Second-Chance: Unter diesem Namen läuft seit zwei Wochen ein Programm für Kinder, das von unseren Freiwilligen drei Mal die Woche im BuKi-Haus durchgeführt wird. Die Idee dahinter ist, den Kindern, die nicht regelmäßig die Schule besuchen und die nicht Teil des BuKi-Programms sind, einen Platz zu geben.

Unsere Freiwillige Lena beschreibt in Ihrem Text „Zeit zum Landen“, wieso das Programm ins Leben gerufen wurde und welche Bedeutung es für die Kinder hat:

Vogelfrei

Es ist morgens, 7 Uhr. Ich schwinge mich auf mein Fahrrad und fahre die Straße entlang. Irgendwann biege ich nach links ab und fahre über den Schotterweg, bis ich vor dem kleinen hölzernen Häuschen stehe, mein Fahrrad abstelle und auf die Tür zugehe. Ich klopfe. Ich rufe ein bestimmtes „Guten Morgen“ und warte, bis mich jemand hereinbittet. Nun stehe ich inmitten von müden Gesichtern und verschlafenen Kindern. „Komm mit, auf geht’s zu BuKi und dann in die Schule“. Der kleine Junge – er kommt nicht mit.

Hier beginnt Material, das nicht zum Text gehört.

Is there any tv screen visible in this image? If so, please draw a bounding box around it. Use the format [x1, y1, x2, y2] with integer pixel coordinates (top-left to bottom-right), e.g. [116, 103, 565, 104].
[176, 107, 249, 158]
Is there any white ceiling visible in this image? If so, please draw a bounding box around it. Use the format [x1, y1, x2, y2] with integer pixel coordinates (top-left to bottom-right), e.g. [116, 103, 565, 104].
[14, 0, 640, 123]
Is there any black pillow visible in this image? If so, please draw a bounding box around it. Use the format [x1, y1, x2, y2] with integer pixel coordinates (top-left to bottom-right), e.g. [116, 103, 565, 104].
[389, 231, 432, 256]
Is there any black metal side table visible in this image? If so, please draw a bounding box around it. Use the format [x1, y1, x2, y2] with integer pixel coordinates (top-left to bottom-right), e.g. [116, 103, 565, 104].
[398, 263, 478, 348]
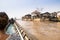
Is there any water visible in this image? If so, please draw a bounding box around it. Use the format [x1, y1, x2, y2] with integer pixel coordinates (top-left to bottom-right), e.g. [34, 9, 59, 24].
[6, 24, 16, 34]
[17, 20, 60, 40]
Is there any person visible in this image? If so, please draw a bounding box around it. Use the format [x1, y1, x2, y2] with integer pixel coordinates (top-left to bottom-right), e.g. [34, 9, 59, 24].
[0, 12, 9, 40]
[0, 12, 21, 40]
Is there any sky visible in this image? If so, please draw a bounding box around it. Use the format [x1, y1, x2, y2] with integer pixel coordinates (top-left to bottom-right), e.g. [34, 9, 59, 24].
[0, 0, 60, 18]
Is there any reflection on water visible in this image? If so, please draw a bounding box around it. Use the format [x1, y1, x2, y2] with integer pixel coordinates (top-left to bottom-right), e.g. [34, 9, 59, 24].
[17, 20, 60, 40]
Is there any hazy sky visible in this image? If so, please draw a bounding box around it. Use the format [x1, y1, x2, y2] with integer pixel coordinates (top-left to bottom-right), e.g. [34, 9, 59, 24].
[0, 0, 60, 18]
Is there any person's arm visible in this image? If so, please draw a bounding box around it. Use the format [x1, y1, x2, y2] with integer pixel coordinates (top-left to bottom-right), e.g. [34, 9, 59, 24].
[7, 34, 21, 40]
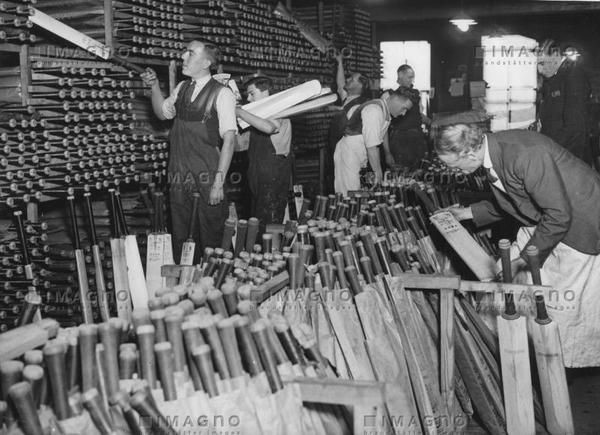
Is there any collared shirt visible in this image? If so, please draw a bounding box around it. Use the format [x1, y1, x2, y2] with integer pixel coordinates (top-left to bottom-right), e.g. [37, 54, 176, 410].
[162, 76, 237, 137]
[235, 118, 292, 156]
[361, 99, 392, 148]
[483, 135, 506, 193]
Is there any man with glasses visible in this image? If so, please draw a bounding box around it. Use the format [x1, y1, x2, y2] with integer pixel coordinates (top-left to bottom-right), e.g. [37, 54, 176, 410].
[142, 41, 237, 258]
[435, 124, 600, 367]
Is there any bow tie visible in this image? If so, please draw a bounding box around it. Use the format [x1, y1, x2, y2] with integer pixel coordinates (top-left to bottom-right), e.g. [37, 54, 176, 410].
[483, 167, 498, 184]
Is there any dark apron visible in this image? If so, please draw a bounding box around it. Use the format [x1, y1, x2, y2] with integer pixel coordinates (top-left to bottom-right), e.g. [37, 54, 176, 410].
[169, 79, 229, 262]
[248, 129, 292, 232]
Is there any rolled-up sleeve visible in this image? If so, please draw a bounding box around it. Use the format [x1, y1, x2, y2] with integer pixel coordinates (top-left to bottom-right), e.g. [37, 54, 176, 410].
[216, 88, 237, 137]
[361, 104, 385, 148]
[162, 82, 183, 119]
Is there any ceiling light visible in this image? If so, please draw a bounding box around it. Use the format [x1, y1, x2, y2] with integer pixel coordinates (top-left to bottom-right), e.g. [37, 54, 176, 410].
[450, 13, 477, 32]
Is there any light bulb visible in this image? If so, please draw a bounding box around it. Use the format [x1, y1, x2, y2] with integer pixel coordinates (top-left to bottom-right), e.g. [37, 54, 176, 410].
[456, 23, 470, 32]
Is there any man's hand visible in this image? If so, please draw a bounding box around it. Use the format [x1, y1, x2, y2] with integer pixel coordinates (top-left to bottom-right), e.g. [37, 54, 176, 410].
[445, 205, 473, 221]
[385, 152, 396, 168]
[373, 171, 383, 186]
[140, 68, 158, 88]
[208, 181, 225, 205]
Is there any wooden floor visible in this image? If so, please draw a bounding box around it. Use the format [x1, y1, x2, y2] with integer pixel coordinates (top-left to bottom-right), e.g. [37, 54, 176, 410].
[569, 367, 600, 435]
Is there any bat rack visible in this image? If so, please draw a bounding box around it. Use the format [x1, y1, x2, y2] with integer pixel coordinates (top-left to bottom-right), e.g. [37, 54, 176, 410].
[161, 265, 550, 433]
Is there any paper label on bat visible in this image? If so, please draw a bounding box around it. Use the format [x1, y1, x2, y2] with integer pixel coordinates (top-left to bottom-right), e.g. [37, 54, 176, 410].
[146, 234, 164, 297]
[163, 233, 175, 264]
[430, 212, 462, 234]
[179, 242, 196, 266]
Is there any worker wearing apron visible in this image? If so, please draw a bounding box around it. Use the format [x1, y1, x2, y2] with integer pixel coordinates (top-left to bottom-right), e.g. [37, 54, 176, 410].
[436, 124, 600, 367]
[236, 76, 292, 232]
[142, 41, 237, 258]
[333, 91, 412, 195]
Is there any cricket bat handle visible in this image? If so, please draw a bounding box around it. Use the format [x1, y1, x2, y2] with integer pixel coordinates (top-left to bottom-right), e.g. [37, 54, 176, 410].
[130, 390, 178, 435]
[246, 217, 258, 252]
[192, 344, 219, 397]
[250, 320, 283, 393]
[234, 316, 264, 376]
[154, 342, 177, 401]
[92, 245, 110, 322]
[8, 381, 44, 435]
[43, 343, 71, 420]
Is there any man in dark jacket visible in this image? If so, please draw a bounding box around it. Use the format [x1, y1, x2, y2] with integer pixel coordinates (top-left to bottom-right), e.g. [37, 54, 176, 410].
[436, 124, 600, 367]
[388, 65, 427, 170]
[538, 43, 592, 164]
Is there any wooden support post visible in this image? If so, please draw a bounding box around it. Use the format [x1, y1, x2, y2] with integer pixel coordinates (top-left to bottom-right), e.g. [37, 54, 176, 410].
[284, 378, 387, 434]
[19, 44, 31, 106]
[317, 0, 325, 35]
[440, 289, 454, 430]
[27, 202, 40, 223]
[104, 0, 115, 49]
[319, 147, 327, 195]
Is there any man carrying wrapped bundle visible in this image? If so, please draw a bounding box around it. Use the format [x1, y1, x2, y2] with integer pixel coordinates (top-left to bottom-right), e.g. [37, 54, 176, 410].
[435, 124, 600, 367]
[142, 41, 237, 258]
[236, 76, 292, 232]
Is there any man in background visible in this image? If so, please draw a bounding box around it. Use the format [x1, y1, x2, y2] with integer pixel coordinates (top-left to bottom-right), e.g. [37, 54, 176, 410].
[333, 91, 412, 195]
[325, 53, 370, 193]
[435, 124, 600, 367]
[387, 64, 428, 170]
[538, 41, 592, 165]
[236, 76, 292, 232]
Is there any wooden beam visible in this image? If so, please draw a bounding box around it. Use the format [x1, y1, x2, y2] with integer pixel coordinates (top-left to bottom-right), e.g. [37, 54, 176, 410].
[284, 377, 385, 406]
[394, 273, 552, 294]
[370, 1, 600, 23]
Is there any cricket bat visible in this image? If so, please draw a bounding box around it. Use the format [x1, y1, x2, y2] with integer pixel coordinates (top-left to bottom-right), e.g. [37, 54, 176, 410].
[109, 189, 131, 322]
[429, 211, 498, 281]
[13, 210, 42, 326]
[498, 239, 535, 435]
[274, 92, 338, 118]
[67, 195, 94, 323]
[28, 8, 145, 74]
[274, 2, 333, 53]
[146, 192, 165, 298]
[238, 80, 322, 129]
[158, 192, 175, 268]
[526, 246, 575, 435]
[83, 192, 110, 322]
[115, 191, 150, 309]
[179, 192, 200, 266]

Es ist Nachmittag, 16 Uhr. Ich laufe den kleinen Schotterweg erneut entlang. Ich halte Ausschau nach fünf Kindern, um sie mit ins BuKi-Haus zu nehmen. Da kommt einer von ihnen auf mich zugesprungen, ruft mir „Ja ich, ja Programm?“ entgegen. Ich nicke und sage „ja du, du hast heute Programm“. Die Augen des Jungen werden riesig, sie sprudeln vor Glück.

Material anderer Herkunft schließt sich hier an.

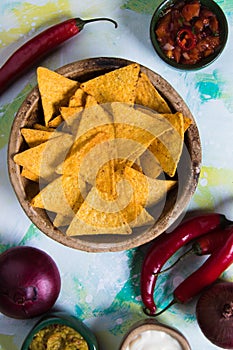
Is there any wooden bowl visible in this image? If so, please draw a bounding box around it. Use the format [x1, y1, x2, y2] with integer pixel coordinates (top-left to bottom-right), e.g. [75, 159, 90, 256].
[119, 319, 191, 350]
[8, 57, 201, 252]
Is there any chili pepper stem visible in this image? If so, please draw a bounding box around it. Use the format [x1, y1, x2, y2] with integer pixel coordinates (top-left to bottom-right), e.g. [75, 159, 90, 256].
[143, 299, 176, 317]
[75, 17, 118, 30]
[154, 248, 193, 276]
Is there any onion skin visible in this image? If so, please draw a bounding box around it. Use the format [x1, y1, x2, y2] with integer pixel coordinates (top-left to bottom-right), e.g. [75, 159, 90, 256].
[196, 282, 233, 349]
[0, 246, 61, 319]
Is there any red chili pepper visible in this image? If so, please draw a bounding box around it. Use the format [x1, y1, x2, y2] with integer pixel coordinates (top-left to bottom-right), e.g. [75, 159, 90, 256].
[141, 213, 230, 315]
[159, 225, 233, 275]
[0, 18, 117, 93]
[176, 28, 197, 51]
[153, 228, 233, 316]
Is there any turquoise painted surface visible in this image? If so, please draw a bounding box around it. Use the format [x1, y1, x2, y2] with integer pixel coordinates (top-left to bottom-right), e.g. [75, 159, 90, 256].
[0, 0, 233, 350]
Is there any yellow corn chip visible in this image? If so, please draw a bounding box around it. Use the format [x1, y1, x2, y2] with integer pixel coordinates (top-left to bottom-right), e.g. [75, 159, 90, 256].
[14, 134, 73, 180]
[37, 67, 79, 126]
[21, 168, 39, 182]
[53, 213, 74, 227]
[149, 112, 184, 177]
[81, 63, 140, 103]
[66, 187, 132, 236]
[69, 88, 86, 107]
[21, 128, 61, 147]
[56, 132, 109, 176]
[135, 73, 171, 113]
[31, 175, 86, 217]
[48, 115, 64, 128]
[33, 123, 54, 132]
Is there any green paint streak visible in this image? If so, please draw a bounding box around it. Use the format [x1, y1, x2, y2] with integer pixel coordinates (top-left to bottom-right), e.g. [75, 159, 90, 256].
[94, 247, 145, 335]
[0, 334, 18, 350]
[0, 84, 33, 149]
[20, 225, 40, 245]
[0, 0, 71, 48]
[193, 166, 233, 211]
[200, 166, 233, 190]
[195, 70, 224, 102]
[121, 0, 162, 15]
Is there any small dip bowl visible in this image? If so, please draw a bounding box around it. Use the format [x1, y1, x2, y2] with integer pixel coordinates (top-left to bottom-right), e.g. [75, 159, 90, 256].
[21, 311, 98, 350]
[150, 0, 228, 70]
[119, 318, 191, 350]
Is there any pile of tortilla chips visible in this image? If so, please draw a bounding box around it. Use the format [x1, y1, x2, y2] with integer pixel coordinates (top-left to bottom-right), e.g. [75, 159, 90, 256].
[14, 63, 192, 236]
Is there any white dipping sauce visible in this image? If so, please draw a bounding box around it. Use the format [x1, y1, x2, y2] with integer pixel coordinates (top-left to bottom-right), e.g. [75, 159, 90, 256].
[126, 330, 182, 350]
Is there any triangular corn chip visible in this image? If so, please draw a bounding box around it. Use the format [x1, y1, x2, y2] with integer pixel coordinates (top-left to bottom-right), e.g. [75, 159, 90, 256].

Die Kinder, die ich an diesem Tag mitnehme, sind eigentlich keine BuKi-Kinder. Dass nun ein Programm für sie stattfindet, ist nicht selbstverständlich – normalerweise bekommen sie auf die Frage „Ja ich, ja Programm?“ ein bedauerliches Kopfschütteln, denn sie sind nicht mehr bei BuKi – aus verschiedenen Gründen.

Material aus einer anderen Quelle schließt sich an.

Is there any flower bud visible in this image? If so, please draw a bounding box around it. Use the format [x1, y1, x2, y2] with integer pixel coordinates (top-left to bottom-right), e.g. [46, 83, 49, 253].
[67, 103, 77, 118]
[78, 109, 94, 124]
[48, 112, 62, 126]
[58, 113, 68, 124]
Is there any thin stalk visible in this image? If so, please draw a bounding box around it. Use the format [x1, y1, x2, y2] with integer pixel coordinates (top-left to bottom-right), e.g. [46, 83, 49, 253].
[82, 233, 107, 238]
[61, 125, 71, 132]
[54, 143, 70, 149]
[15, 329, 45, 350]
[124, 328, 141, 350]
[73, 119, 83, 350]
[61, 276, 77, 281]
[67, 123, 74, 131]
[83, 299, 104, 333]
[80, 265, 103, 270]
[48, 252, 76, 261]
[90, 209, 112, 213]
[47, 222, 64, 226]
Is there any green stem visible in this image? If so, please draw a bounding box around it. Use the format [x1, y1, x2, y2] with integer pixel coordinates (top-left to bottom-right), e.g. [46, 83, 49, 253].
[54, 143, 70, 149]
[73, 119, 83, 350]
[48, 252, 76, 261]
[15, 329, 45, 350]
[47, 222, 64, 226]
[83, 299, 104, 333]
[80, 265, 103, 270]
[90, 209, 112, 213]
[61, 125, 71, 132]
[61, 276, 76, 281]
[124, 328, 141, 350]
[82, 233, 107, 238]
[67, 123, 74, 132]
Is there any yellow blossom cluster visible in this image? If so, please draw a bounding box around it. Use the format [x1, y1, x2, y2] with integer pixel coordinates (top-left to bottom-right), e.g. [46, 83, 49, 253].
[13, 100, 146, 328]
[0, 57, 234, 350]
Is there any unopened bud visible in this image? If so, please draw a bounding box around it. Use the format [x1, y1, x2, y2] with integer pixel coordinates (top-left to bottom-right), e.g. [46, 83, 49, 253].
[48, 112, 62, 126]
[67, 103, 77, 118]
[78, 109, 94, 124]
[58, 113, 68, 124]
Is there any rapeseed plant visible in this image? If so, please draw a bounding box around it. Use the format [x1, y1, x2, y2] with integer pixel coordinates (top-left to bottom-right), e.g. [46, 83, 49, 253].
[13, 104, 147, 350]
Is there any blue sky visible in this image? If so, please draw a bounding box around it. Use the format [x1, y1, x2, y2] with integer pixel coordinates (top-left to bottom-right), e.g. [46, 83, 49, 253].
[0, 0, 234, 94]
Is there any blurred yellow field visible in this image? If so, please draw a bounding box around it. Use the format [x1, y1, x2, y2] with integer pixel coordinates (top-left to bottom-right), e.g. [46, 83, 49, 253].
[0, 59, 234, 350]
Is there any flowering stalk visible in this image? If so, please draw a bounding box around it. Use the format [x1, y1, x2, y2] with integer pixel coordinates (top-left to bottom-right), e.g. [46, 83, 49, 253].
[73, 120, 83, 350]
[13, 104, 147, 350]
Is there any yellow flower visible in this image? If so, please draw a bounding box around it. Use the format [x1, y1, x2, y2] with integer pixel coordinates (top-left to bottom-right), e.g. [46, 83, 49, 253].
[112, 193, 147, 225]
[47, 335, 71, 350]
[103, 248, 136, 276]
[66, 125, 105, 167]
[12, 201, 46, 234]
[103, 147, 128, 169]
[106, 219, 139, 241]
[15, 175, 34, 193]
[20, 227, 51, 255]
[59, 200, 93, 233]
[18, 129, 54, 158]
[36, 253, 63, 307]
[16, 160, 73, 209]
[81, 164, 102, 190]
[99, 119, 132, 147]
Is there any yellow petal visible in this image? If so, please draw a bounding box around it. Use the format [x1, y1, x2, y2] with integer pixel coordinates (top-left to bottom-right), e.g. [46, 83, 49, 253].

Gerade bei diesen Jungs wird deutlich, dass BuKi nur einen kleinen Teil der Kinder erreicht, die doch auf Unterstützung angewiesen wären. Die Jungs sind oft nicht in der Schule – einige von Ihnen sind es gar nicht mehr. Sie brechen Regeln. Sie scheinen nicht in die Strukturen zu passen, die Voraussetzungen für Schule und BuKi nicht erfüllen zu können. Sie sind vogelfrei.

Platz zum Landen

Kinder wieder einzufangen, die seit Jahren vogelfrei leben – ohne einen Platz zum Landen zu haben – ist herausfordernd. Die eine richtige Lösung gibt es nicht – hängen doch zu viele Ursachen zusammen, die sich gegenseitig bedingen. Eine hilfreiche Perspektive könnte jedoch sein, die Kinder nicht nach ihren Taten zu beurteilen, sondern sie als das zu sehen, was sie sind: Kinder.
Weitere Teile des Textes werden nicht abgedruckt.